By Juho Erkheikki and Roger Neill

Dec. 15 (Bloomberg) -- Apple Inc., the maker of iPods and Macintosh computers, was downgraded to “neutral” from “buy” at Goldman, Sachs & Co. on concern that consumer spending is slowing.

Apple fell 3.6 percent in Nasdaq trading after Goldman Sachs analyst David Bailey lowered his 12-month share-price estimate yesterday to $115 from $125 and cut his calendar year 2009 profit estimate to $4.75 a share from $5.13.

Shipments of MacBooks, iPod Nanos and iPhones were “slightly” lower than anticipated in the quarter ending this month, and consumers may continue to rein in spending in the first half of next year, Bailey said. Apple probably won’t introduce a new category of products at the annual Macworld conference next month, limiting gains in the shares, he said.
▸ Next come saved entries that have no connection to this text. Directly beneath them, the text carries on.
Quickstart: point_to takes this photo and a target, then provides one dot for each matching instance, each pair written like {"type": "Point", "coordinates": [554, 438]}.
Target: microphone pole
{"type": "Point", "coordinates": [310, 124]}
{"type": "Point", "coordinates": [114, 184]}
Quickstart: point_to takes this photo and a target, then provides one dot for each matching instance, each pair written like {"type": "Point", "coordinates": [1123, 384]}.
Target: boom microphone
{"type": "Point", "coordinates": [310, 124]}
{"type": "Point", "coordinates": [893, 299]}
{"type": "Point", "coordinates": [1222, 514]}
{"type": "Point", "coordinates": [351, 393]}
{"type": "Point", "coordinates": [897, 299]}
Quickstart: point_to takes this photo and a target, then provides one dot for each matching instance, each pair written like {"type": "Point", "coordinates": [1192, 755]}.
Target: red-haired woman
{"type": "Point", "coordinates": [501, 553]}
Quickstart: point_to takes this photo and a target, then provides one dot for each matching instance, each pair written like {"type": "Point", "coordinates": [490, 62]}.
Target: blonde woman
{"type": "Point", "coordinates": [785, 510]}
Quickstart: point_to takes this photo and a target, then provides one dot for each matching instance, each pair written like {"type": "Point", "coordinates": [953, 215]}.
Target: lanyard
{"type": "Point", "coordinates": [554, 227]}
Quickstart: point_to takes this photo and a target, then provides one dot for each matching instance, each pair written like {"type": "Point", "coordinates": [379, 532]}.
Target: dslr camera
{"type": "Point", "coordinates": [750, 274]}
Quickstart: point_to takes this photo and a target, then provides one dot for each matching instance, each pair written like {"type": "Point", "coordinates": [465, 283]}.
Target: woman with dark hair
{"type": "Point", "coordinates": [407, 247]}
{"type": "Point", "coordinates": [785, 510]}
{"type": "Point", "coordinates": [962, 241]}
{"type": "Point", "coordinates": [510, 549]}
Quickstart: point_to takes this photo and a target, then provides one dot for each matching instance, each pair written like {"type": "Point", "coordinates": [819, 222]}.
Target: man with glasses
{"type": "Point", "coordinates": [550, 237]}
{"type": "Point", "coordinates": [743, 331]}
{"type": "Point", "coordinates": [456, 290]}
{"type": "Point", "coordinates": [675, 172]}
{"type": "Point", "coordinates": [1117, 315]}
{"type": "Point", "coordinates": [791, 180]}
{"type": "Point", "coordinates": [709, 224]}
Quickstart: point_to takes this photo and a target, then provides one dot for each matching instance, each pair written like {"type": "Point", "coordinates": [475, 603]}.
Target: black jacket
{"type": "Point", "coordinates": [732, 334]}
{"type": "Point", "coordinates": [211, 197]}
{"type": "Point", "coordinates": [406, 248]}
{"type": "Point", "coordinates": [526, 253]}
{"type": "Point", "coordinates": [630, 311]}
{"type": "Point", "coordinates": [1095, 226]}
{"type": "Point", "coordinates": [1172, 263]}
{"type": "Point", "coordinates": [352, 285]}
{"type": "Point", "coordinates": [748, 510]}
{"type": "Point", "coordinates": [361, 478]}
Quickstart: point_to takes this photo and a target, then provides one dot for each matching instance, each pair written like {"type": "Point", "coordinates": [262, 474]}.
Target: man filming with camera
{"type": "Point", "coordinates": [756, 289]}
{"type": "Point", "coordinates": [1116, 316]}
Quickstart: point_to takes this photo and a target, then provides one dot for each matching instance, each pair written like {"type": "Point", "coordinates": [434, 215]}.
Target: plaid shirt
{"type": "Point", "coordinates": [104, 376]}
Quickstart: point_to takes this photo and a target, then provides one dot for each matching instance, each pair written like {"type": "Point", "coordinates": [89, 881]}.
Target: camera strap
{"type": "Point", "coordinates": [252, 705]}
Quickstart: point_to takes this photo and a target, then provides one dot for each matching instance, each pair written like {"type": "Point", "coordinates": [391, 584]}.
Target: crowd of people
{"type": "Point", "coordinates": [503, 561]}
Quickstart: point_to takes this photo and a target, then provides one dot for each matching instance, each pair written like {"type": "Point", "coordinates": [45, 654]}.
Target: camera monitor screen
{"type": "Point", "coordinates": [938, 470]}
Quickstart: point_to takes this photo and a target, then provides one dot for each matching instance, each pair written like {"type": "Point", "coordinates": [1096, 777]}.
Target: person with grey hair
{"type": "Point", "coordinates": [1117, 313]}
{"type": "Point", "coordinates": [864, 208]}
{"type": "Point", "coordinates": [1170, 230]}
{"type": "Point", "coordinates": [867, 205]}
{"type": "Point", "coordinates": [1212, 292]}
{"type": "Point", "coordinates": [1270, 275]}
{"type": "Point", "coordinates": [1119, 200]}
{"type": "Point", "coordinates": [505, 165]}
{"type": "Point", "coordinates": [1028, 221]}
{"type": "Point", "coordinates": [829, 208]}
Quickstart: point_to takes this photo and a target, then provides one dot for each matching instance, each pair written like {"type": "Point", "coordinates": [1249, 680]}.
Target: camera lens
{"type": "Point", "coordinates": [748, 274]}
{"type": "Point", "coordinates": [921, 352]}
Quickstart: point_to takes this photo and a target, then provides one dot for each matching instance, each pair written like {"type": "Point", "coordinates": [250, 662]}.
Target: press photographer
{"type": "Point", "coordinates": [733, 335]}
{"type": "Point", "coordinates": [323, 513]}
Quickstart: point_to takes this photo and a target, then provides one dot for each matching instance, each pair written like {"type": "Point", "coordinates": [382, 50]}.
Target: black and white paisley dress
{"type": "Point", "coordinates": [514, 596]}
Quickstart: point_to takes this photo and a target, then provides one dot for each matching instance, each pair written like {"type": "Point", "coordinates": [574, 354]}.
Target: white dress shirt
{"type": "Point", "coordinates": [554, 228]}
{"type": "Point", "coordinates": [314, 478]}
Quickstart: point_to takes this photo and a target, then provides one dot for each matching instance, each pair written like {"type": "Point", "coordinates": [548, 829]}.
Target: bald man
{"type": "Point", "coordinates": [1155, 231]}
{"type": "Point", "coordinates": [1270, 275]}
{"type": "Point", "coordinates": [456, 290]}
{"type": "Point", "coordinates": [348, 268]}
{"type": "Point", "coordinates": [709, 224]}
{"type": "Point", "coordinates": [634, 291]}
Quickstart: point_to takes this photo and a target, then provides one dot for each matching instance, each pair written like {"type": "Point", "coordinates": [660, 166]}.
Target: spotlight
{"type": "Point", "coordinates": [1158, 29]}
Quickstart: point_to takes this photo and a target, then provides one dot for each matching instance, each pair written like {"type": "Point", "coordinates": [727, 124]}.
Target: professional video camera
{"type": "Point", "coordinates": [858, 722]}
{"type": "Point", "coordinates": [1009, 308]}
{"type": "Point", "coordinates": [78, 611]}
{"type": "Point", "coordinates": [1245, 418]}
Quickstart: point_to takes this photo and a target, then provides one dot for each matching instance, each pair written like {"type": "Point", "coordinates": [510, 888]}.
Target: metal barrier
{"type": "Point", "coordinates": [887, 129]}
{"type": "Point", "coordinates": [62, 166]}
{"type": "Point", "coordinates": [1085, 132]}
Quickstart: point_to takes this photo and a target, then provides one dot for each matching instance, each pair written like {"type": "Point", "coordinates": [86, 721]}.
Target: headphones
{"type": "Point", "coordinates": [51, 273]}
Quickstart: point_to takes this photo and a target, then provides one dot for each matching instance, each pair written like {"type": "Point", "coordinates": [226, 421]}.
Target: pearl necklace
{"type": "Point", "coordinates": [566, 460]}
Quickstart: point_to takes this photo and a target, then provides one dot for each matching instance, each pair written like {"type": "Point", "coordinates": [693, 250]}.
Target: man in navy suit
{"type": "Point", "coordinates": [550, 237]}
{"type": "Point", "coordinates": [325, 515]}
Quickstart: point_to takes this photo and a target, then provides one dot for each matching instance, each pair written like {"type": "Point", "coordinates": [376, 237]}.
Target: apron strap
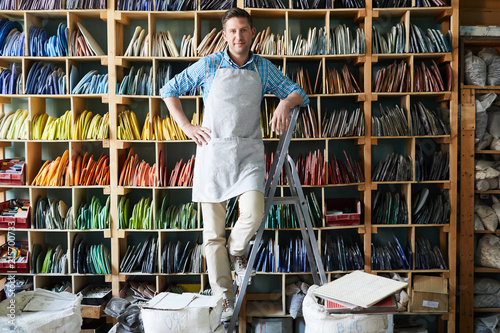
{"type": "Point", "coordinates": [253, 63]}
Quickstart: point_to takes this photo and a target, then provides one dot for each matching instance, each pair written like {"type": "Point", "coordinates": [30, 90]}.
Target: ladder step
{"type": "Point", "coordinates": [285, 200]}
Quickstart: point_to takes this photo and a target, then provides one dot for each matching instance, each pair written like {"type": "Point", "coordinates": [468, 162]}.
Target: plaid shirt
{"type": "Point", "coordinates": [202, 74]}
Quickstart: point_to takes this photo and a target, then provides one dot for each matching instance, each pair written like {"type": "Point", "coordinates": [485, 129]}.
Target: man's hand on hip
{"type": "Point", "coordinates": [199, 134]}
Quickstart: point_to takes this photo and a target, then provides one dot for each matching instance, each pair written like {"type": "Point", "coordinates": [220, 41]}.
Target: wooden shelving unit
{"type": "Point", "coordinates": [369, 149]}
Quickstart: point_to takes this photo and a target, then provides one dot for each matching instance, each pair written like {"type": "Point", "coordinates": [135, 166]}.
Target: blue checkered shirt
{"type": "Point", "coordinates": [202, 74]}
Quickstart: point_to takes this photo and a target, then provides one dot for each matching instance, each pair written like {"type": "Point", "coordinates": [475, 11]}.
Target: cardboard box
{"type": "Point", "coordinates": [429, 294]}
{"type": "Point", "coordinates": [343, 219]}
{"type": "Point", "coordinates": [272, 325]}
{"type": "Point", "coordinates": [184, 313]}
{"type": "Point", "coordinates": [93, 311]}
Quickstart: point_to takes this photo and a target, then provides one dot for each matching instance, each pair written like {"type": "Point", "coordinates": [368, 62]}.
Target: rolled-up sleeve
{"type": "Point", "coordinates": [190, 78]}
{"type": "Point", "coordinates": [280, 85]}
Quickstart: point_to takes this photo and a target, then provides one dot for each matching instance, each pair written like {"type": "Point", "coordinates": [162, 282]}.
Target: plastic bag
{"type": "Point", "coordinates": [486, 286]}
{"type": "Point", "coordinates": [488, 251]}
{"type": "Point", "coordinates": [492, 60]}
{"type": "Point", "coordinates": [475, 70]}
{"type": "Point", "coordinates": [131, 319]}
{"type": "Point", "coordinates": [487, 324]}
{"type": "Point", "coordinates": [116, 306]}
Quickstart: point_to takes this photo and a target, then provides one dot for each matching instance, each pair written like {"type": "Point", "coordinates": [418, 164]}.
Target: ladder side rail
{"type": "Point", "coordinates": [269, 192]}
{"type": "Point", "coordinates": [305, 219]}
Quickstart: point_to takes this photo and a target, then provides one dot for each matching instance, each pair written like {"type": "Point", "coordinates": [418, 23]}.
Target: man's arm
{"type": "Point", "coordinates": [197, 133]}
{"type": "Point", "coordinates": [290, 93]}
{"type": "Point", "coordinates": [279, 122]}
{"type": "Point", "coordinates": [191, 77]}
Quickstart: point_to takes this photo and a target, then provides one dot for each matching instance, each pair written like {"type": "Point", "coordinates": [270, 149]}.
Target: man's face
{"type": "Point", "coordinates": [238, 35]}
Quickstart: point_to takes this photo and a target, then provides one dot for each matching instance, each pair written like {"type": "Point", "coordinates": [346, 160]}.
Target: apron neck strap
{"type": "Point", "coordinates": [253, 63]}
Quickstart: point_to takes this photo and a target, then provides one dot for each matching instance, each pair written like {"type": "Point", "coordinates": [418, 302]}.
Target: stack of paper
{"type": "Point", "coordinates": [358, 291]}
{"type": "Point", "coordinates": [83, 44]}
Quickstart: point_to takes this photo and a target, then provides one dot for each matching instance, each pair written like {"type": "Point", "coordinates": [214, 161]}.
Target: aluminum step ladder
{"type": "Point", "coordinates": [298, 199]}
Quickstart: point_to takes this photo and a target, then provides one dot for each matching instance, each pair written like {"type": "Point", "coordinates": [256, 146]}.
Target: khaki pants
{"type": "Point", "coordinates": [251, 207]}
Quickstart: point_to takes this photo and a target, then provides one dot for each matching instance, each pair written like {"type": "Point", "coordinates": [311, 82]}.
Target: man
{"type": "Point", "coordinates": [230, 152]}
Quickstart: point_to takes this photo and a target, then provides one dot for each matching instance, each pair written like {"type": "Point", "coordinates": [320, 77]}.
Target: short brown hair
{"type": "Point", "coordinates": [236, 12]}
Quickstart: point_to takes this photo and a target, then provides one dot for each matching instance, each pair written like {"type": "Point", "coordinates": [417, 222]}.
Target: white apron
{"type": "Point", "coordinates": [233, 160]}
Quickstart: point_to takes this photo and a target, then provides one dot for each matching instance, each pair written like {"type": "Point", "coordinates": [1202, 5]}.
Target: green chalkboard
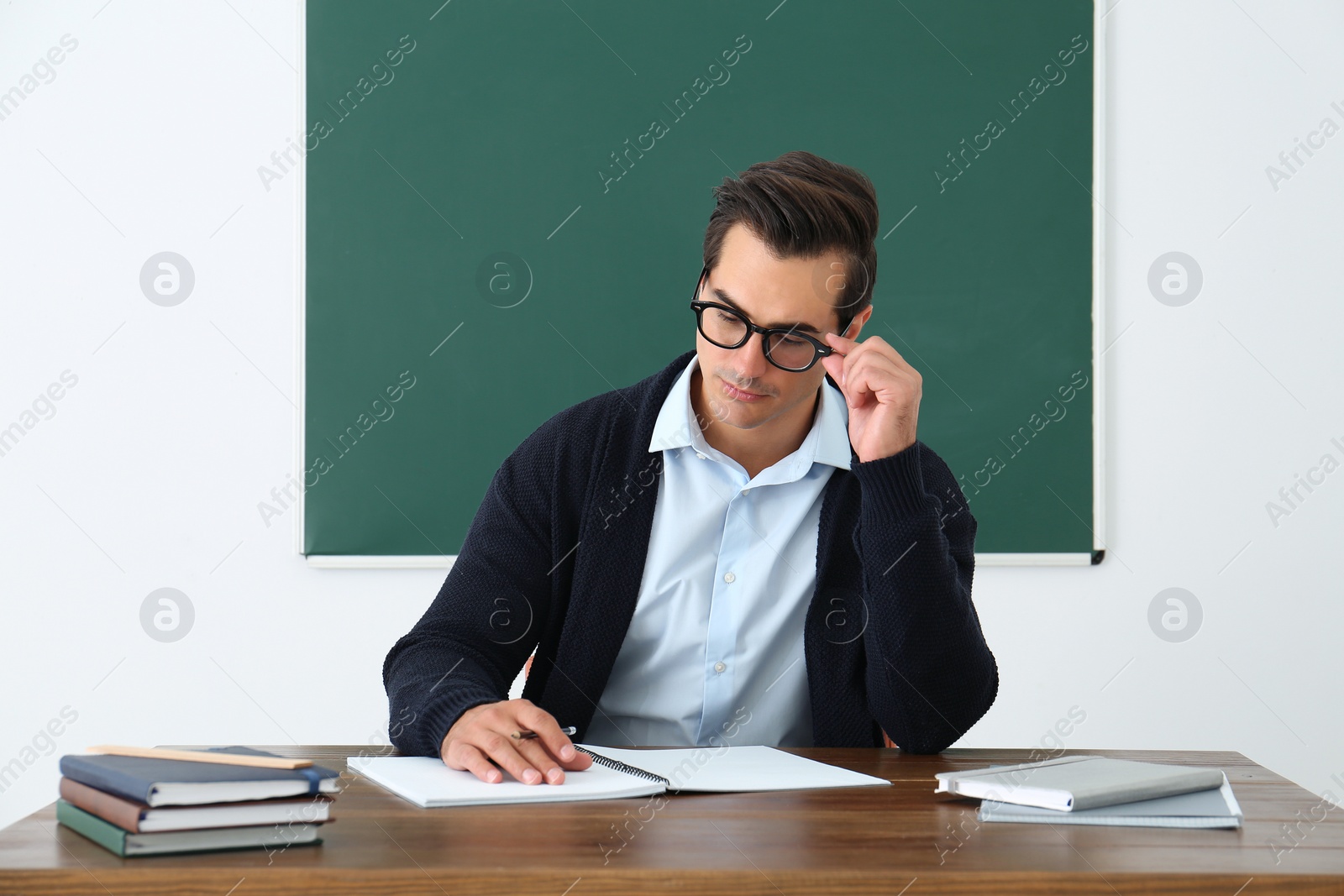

“Apple should face a tougher environment in the March and June quarters as consumer demand takes another leg down,” New York-based Bailey wrote in a note.

Apple, based in Cupertino, California, fell $3.52 to $94.75 at 4 p.m. New York time in Nasdaq Stock Market trading. The shares have lost 52 percent this year.

U.S. retail sales fell for a record fifth consecutive month in November as consumers curbed purchases amid the loss of almost 1.3 million jobs since August and record declines in home values.

Apple is also at risk if sales of the iPhone fall short of estimates in the first half, Bailey said. In October, the company reached a goal of selling 10 million iPhones three months ahead of schedule.